Color schemes work best when the amounts of the colors used in the design are not equal. A variety of proportions creates more interest, and you can set the mood and energy level of a design or illustration simply by which colars you use as dominants and which play an emphatic or accenting role.
If you create a design using 1/3 red, 1/3 yellow and 1/3 orange, you limit your ability to use color to create emphasis or focal point. Also, the color scheme can become discordant and lose its appeal or miscommunicate. IT can also be perceived as static, even if the colors are warm in temperature and fully-saturated, as in the example below.
To create interest using 3 colors, try a 1/2:1/4:1/4 [50:25:25] ratio. This give the larger proportion dominance, and allows the smaller amounts to serve as accents.
If your design uses 4 colors, one rule of thumb is to assign 1/3 of the design space to one color, making it the dominant, and then break up the remaining two-thirds of the design into smaller, unequal areas: 1/3:1/6:1/6. The color that is used least can become the accent if it is lighter or darker enough in relation to the other colors.
In the above diagram, notice how much more engaging the color scheme on the far right is compared to the scheme on the far left.
Use color to support the purpose of the design.
There are no set rules for distributing color throughout a design. Your decisions about color should be based on what you are trying to achieve with the design and who you are trying to reach. Design is not art. It is not creative expression. Design communicates. Purpose and audience should drive all of your color decisions.
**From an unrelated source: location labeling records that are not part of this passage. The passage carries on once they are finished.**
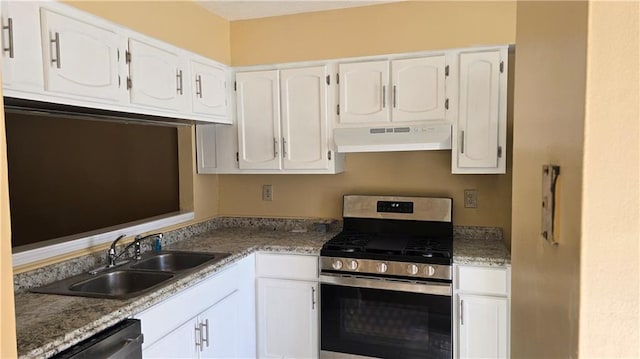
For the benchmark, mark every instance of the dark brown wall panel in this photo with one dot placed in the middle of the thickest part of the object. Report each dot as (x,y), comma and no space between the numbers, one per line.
(68,176)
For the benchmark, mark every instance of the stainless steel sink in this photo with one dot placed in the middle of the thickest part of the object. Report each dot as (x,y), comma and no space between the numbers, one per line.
(120,283)
(174,261)
(134,278)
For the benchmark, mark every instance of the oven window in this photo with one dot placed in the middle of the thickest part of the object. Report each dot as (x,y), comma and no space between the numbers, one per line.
(384,323)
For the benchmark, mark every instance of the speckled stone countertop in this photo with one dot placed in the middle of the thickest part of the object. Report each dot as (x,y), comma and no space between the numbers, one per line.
(480,246)
(47,324)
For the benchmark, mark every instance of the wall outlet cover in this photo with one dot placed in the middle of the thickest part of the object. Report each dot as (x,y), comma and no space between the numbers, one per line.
(550,175)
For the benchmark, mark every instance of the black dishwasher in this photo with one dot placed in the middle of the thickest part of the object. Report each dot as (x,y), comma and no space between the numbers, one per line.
(121,341)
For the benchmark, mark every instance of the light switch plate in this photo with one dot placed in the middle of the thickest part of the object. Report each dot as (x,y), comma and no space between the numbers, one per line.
(550,175)
(470,198)
(267,192)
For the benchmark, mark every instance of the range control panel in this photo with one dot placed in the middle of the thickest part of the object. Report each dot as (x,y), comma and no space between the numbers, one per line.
(394,207)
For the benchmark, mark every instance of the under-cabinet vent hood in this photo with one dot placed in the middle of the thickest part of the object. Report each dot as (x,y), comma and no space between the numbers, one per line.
(393,138)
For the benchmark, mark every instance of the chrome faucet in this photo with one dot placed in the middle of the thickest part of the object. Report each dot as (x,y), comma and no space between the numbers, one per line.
(139,238)
(111,253)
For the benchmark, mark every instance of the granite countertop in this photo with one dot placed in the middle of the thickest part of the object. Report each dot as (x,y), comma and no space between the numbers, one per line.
(480,246)
(47,324)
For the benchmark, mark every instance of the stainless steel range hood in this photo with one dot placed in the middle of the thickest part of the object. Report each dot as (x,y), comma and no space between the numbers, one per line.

One method for learning how to use color effectively in your designs is to observe how others have used it. Look at any visual design or illustration that intends to communicate, attract or engage a user. What is the message? What colors are used to communicate the message? What hue families and color qualities were chosen? Are the colors mostly light? Intense? Dark? Are they warm or cool? Are they subdued or neutralized? Are the differences among colors subtle or obvious? A little awareness of how color is used in your everyday activities can help instruct you. Keep your eyes open.